My 8-week anniversary was last Monday. It has now been eight and a half weeks since I held a cigarette tenderly between my fingers and inhaled toxic fumes into my lungs.
This is my third "real" attempt at quitting my nicotine habit. Of course, there were many times when I faked the attempt. The smokers know what I'm talking about. Those times when I would tell people that I was trying to quit (even though I wasn't) or the times that I would claim I was cutting back (even though I wasn't).
My first real attempt was seven years ago. I had a period of about three months where I tried several different quitting options available to me. I tried the gum but it tasted nasty. I tried the patches but it gave me anxiety attacks. I was put on Wellbutrin to help with the anxiety of trying to quit, but the Wellbutrin made me numb emotionally. Nothing made me sad on the Wellbutrin. Nothing made me happy either.
My second real attempt was five years ago. I paid my money to go to a hypnosis seminar. At the end of the seminar, everyone threw away their cigarettes as they left the auditorium. I kept mine. But I didn't smoke them. I saved them. Just-in-case. Everything was great, though, and I didn't smoke any of them...for the first three weeks. Just after my 3-week anniversary, I began getting extreme migraine headaches. I was having hot flashes and cold flashes. I was having problems sleeping. I was having problems functioning. I actually missed some work because I couldn't function well enough to survive the one hour commute. The migraine medicine prescribed didn't touch these headaches. I endured this pain. My family endured this pain. And then I became a closet smoker...for about 3-weeks. My boyfriend was praising my quitting to his family. The Catholic-guilt welled up inside me, and I had to fess up to him. Then I stopped hiding it.
I've used my headaches as an excuse to not quit for a long time.

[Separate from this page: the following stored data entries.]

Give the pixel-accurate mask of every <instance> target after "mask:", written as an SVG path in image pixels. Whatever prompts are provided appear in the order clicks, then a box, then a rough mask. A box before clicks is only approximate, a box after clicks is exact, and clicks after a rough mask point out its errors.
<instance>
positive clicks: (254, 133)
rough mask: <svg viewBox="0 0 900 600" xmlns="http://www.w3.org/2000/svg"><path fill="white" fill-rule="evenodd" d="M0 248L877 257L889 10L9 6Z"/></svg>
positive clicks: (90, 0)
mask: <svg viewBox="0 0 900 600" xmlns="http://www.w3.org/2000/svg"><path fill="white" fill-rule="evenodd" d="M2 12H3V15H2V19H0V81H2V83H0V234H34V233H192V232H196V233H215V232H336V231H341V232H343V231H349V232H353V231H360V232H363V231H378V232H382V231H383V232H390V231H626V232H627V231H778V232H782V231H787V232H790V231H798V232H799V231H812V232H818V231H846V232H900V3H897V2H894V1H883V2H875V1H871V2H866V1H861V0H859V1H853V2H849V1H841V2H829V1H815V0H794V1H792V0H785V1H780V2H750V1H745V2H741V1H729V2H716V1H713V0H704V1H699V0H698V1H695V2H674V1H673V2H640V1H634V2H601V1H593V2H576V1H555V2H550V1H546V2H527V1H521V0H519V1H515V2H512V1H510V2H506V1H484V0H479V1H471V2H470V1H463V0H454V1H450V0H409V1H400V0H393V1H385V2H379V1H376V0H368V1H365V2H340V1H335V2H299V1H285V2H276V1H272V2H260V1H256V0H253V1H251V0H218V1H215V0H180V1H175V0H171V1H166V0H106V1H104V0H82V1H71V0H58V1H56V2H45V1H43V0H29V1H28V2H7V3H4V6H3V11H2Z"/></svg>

Too long.
I went to the doctor's in April and got a prescription for Chantix. My doctor expressed little confidence that the Chantix would help me because I smoked less than a pack a day and wasn't enrolled in a support group. Apparently, having the support of my family and friends wouldn't be enough, in her eyes. She hasn't met my family and friends!
We addicts are a pitiful bunch. We'll tell ourselves (and others) all sorts of lies to justify continuing our addiction. I would look at examples of people who never smoked a day in their life and died of lung cancer, then put them next to someone who smoked two packs a day and lived cancer-free until they were 100. Then, I would justify my addiction to cigarettes and nicotine as a predisposition to needing them to sustain my life as it was. Fairly healthy. No smoker's cough. Only called in sick when I had the migraines, which, of course, were from not smoking.
As an addict, I was very sick. There comes a time, though, when you have to acknowledge that your addiction is bigger than you and you need help. I sometimes wonder about those struggling with other addictions. Are their journeys similar to mine?
I've been cigarette-free for over two months now. I've been Chantix-free for over two weeks now. I smoked for more than 20 years. Most of the time, I don't even think about cigarettes. When I do, I wonder how I found the time to smoke and how I paid for the cigarettes. My food really does taste better. I can now smell other smokers and am glad to no longer smell like that. I don't hold it against them. I still have family and friends who smoke. And when they're ready to quit, I'll be there to support and encourage them, the way they were there for me.
Do you struggle with quitting? Or do you have a success story to share?